Aujourd’hui, le pouvoir politique est institutionnalisé c’est-à-dire qu’il s’est dissocié de la personne des gouvernants pour se porter sur une entité qui lui sert de support, soit l’Etat (depuis le XVe siècle). Cette évolution est capitale car les dirigeants n’ont de compétences qu’en raison de leurs fonctions, ils ne sont que dépositaires provisoires du pouvoir. La légitimité les dépasse et leur survie.

2. Le problème des contre-pouvoirs

Définition :

  • Centres organisés de décisions, de contrôle, d’intérêts ou d’influence qui, par leur seule existence ou par leur action ont pour effet de limiter la puissance de l’appareil dirigeant de l’Etat.

Utilité :

  • Eviter l’omnipotence du pouvoir soit en participant directement à l’exercice du pouvoir soit en se situant à l’extérieur du pouvoir mais en l’influençant.
  • Il permet un équilibre favorable aux droits et libertés des gouvernés.
  • Ils sont présents dans les régimes pluralistes et inexistants dans les régimes totalitaires.
  • Des Nuances doivent être relevées : l’abus de contre-pouvoir serait contraire à la démocratie car cela ferait prévaloir les intérêts catégoriels sur l’intérêt général. Tout est une question d’équilibre.

Nature :

  • Institutionnels : ils sont prévus pour assurer l’équilibre interne du pouvoir politique et éviter les excès. La théorie de la séparation des pouvoirs tend à instituer des contre-pouvoirs. Ex : les Assemblées.
  • Politiques : ce sont les partis politiques qui disposent d’une liberté d’action, la presse écrite quant à elle est indépendante du pouvoir, les médias audiovisuels quand ils ne relèvent pas du monopole de l’Etat.
  • Sociaux : ce sont les forces économiques et sociales (ex : syndicats), les forces militaires, les forces spirituelles (ex : Eglise).

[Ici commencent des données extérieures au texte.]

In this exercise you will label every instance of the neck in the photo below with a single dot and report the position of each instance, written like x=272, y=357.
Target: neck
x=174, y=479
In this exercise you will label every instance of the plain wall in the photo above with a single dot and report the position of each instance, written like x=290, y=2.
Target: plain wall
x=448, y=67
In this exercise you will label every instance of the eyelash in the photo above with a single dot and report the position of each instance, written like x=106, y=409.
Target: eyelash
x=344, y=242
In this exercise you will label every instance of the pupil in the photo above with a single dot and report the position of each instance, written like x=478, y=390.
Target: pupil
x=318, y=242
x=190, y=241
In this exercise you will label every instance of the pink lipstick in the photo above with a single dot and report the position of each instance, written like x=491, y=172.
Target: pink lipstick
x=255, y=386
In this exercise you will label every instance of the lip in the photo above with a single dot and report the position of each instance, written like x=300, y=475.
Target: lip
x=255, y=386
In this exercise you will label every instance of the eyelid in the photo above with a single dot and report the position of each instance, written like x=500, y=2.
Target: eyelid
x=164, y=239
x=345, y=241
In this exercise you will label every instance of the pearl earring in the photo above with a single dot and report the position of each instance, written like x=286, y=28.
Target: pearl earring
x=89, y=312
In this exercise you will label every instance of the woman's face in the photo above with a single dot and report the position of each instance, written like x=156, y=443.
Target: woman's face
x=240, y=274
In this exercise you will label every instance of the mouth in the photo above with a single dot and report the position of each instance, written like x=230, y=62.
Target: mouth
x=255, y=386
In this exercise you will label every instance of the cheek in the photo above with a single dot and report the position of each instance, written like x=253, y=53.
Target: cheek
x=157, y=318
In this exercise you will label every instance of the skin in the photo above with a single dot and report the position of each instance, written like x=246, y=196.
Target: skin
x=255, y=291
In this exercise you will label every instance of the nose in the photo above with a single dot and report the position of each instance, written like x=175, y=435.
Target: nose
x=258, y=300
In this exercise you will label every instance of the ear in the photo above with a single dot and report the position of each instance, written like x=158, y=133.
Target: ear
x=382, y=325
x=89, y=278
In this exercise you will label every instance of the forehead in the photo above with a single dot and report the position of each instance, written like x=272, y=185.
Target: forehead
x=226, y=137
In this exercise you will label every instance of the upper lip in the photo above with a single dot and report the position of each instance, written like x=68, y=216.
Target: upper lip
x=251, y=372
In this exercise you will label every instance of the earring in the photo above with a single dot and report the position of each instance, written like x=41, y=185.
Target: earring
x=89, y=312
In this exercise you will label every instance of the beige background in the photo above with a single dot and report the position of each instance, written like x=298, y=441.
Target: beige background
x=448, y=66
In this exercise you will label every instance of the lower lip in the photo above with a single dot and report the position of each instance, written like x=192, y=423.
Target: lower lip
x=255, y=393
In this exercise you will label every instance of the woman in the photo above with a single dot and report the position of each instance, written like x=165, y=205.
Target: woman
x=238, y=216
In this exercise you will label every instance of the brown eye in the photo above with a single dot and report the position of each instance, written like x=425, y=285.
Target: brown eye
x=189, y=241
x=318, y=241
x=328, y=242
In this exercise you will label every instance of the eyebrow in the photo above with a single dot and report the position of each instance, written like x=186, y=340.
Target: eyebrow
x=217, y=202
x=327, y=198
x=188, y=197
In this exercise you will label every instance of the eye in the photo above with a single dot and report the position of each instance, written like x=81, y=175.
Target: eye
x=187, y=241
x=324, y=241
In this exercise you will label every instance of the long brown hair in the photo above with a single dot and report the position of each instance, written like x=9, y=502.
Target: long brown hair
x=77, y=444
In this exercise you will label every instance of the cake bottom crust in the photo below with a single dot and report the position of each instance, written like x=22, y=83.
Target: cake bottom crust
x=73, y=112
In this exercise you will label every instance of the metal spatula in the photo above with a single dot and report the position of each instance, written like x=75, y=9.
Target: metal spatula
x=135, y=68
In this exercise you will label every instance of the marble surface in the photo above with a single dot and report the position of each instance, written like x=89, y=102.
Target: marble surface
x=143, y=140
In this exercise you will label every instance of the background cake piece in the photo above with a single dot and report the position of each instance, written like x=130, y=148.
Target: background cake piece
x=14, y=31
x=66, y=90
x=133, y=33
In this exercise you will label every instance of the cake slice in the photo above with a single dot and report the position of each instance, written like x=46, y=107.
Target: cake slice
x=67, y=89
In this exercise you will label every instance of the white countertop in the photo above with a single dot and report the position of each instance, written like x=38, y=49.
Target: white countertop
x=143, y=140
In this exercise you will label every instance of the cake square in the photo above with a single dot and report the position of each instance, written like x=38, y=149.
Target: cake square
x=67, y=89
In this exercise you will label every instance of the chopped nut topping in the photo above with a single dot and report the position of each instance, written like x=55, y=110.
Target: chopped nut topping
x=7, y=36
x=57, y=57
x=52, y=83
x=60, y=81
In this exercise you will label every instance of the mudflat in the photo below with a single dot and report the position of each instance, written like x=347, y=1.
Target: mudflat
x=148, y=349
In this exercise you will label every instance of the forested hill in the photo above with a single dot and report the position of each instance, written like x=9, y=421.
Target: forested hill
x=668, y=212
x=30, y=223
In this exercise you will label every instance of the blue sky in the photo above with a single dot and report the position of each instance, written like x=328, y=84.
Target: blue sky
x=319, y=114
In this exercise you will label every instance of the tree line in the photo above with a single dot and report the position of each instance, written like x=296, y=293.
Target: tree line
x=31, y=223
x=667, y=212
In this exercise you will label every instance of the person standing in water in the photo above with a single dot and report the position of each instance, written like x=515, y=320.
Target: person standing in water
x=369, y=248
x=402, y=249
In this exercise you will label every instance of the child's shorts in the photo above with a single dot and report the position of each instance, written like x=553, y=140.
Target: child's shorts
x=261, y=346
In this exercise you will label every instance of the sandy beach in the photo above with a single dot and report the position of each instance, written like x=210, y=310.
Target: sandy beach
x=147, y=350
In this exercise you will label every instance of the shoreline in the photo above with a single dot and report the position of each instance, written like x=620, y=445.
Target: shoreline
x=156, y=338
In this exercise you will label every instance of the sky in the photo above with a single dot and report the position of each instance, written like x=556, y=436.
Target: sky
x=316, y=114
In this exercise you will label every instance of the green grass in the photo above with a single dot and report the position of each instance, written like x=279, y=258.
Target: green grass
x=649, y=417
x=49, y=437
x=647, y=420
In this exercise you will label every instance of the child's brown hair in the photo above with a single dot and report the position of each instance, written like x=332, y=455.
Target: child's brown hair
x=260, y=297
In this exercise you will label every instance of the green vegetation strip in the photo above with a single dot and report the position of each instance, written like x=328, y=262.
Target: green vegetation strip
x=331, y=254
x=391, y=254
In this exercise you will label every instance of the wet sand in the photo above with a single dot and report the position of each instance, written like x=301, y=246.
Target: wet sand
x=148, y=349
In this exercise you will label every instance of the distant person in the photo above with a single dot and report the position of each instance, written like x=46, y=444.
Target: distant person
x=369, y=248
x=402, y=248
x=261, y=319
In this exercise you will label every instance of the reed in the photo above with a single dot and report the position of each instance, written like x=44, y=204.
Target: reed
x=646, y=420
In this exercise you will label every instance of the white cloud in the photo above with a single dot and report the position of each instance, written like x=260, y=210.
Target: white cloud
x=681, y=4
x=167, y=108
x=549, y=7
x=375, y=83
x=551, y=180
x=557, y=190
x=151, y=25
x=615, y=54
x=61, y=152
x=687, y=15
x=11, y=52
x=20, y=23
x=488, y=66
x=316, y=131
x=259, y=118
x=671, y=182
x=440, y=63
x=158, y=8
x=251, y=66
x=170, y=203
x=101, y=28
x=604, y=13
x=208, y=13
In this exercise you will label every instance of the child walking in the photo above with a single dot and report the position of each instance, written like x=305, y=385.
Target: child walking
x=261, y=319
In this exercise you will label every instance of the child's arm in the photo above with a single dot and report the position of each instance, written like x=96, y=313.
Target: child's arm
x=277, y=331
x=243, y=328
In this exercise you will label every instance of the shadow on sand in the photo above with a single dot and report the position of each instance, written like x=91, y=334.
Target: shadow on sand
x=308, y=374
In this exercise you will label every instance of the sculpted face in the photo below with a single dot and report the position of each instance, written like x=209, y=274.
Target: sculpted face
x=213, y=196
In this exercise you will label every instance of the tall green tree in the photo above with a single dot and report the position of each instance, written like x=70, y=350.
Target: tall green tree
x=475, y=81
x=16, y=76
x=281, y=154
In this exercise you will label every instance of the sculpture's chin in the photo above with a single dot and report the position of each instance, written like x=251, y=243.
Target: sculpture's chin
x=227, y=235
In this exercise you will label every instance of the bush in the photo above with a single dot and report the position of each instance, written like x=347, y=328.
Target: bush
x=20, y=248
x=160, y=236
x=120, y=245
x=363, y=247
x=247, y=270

Leur rôle de contre-pouvoir est exceptionnel.

3. Les rapports entre pouvoir politique, institutions et droit

Le pouvoir politique constitue la source des institutions et du droit. C’est lui qui établit les organes exerçant le commandement et en assure le fonctionnement, il édicte les normes et prévoit leurs sanctions.

Mais le pouvoir politique doit respecter les institutions et se soumettre au droit. Et il doit respecter les règles édictées pour toute modification. Ex: la révision de la Constitution. C’est la garantie d’un Etat de droit. L’Etat de droit est plus facile à faire respecter dans les régimes pluralistes car les pouvoirs sont croisés que dans les régimes où le pouvoir est centralisé.